Indeed, as she walked the corridors and looked from the windows of the old house, almost daily she stopped in her work or play to feel for an instant the content of the present, the vague horror and yet assurance of the future,— that it was all very good, and that some day she would be remembering how good it was, still possessing it, in the eternal way, but lacking it utterly, in time and space.

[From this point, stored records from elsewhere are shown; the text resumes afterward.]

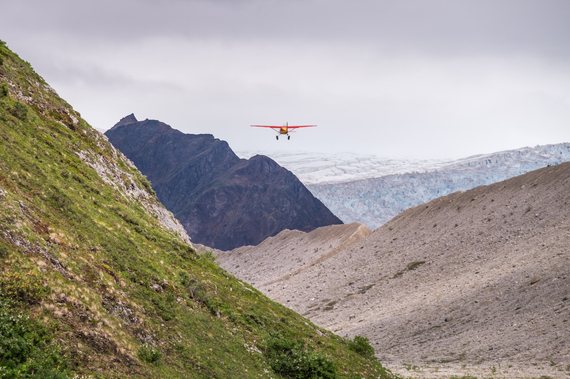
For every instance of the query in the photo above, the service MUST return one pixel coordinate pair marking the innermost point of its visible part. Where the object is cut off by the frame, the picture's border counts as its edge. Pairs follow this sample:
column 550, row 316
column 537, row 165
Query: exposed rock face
column 222, row 201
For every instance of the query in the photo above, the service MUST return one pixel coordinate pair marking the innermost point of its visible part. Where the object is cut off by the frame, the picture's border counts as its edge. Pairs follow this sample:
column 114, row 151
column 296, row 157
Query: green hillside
column 93, row 284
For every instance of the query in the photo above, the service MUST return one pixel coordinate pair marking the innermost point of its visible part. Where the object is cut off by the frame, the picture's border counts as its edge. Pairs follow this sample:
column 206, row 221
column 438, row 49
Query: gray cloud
column 408, row 78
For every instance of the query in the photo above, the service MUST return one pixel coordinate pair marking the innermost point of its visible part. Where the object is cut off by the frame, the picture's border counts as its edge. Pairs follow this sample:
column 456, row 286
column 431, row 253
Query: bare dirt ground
column 474, row 284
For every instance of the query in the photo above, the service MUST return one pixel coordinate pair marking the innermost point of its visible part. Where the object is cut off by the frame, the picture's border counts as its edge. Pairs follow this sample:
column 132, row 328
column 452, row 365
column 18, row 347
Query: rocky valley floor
column 475, row 283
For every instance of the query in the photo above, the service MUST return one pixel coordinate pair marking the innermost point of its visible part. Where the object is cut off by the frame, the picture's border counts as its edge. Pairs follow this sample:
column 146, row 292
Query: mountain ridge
column 221, row 200
column 93, row 284
column 390, row 186
column 468, row 281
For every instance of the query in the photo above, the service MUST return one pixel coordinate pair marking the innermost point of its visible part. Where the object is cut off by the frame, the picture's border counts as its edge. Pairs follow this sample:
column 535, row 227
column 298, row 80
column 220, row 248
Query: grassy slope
column 92, row 284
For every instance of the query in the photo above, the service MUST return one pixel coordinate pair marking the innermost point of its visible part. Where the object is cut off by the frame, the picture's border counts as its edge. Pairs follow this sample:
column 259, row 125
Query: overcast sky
column 406, row 79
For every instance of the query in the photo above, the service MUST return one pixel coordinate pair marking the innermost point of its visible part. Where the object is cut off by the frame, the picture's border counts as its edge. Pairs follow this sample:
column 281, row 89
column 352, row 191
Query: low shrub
column 27, row 348
column 19, row 110
column 149, row 354
column 27, row 288
column 292, row 360
column 361, row 345
column 3, row 89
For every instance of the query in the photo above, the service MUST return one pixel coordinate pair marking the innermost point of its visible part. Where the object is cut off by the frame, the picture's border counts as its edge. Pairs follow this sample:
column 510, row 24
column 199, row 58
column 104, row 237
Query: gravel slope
column 467, row 284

After this fashion, she would sit sewing in the cheerful yellow room whence she could watch many doves flashing about the white church belfry and many elm-leaves twinkling, — and would hear from the study her father’s pleasant voice, rumbling along in conference with some questioning parishioner; from one room the clack-clack of her brother’s typewriter, and up and down the narrow hall the other brother’s slow stride, as he thought out a queer point at law or imagined a queer text for a sermon. Perhaps the chink of silver from the dining-room let her know that Theresa was doing her already thrice-done duty. And as she would sit there, in the sun, — the white curtains blowing a little across the sill, the chair before her piled high with mending, her brother sometimes stopping in his stride to give her an extract from his brief or a comic interpretation of the scriptures, the street before the house bustling with wheeled-gear, from farm wagons to motors, and all the world apparently busy, happy, and innocent of time and change,— it would all grow suddenly very close and valuable to her, even the ragged, hopeless shirt in her hands; even the rattlety-bang of the flatwheeled trolley outside; and she would know, without once stopping the toand-fro of her needle, that this was dear and not to be foregone without hurt; that she had it, and would always have it, but that people would think, some day, that she had lost it forever. She would be sure, yet without credulity, that she would lose it. When, or how, she could not tell, but the sense of imminent loss was always in it, — not sadly; perhaps triumphantly.

The day came, and with no long delay, when the corridors and large rooms of the old house were empty save of presences too closely felt and never seen. At every window there stood a kind yet troublous shadow. In haste, with a heart shut fast from memory and hands feverish to work, she dismantled room after room, from dusty book-crammed garret to sunny purring kitchen, saying no farewells, but bringing away her treasures without many thoughts — to set them up in a strange place, where they courteously gave her the old greetings with a new smile.

Then presently, out of all the confusion and weariness and languor of spirit, an unawaited joy came to her: for she proved, at last, that it was true. Her possessions, so rare, could never be taken from her. The sunsets, the still times when she lay watching the dawn creep up the wall, the sounds of doors that stuck, of boards that, creaked, of steps and voices that could not be mistaken, the windows that were shadowy or sunny, or from which one saw the moon, the corners where she could read and dream, — these and a thousand odd sweet, or bitter-sweet, appearances and echoes, were truly her own. They had become parts of her; and being passed from material sense, they grew more sweet, and she knew that they could never pass again.

No one came to inherit her sunny windows. The old house was deserted, until strange hands made havoc with it, and it ceased to be. But she, who had loved it and lived in it, knew no change. In those far moments of passion, of realized content and fear and assurance, she had felt more pain than afterwards it was possible for her to suffer. The old house, and all that it had meant to her (which was youth and home, and that which underlies all happy living), was her possession, most utterly. It was all her own, forever; and that was much to know.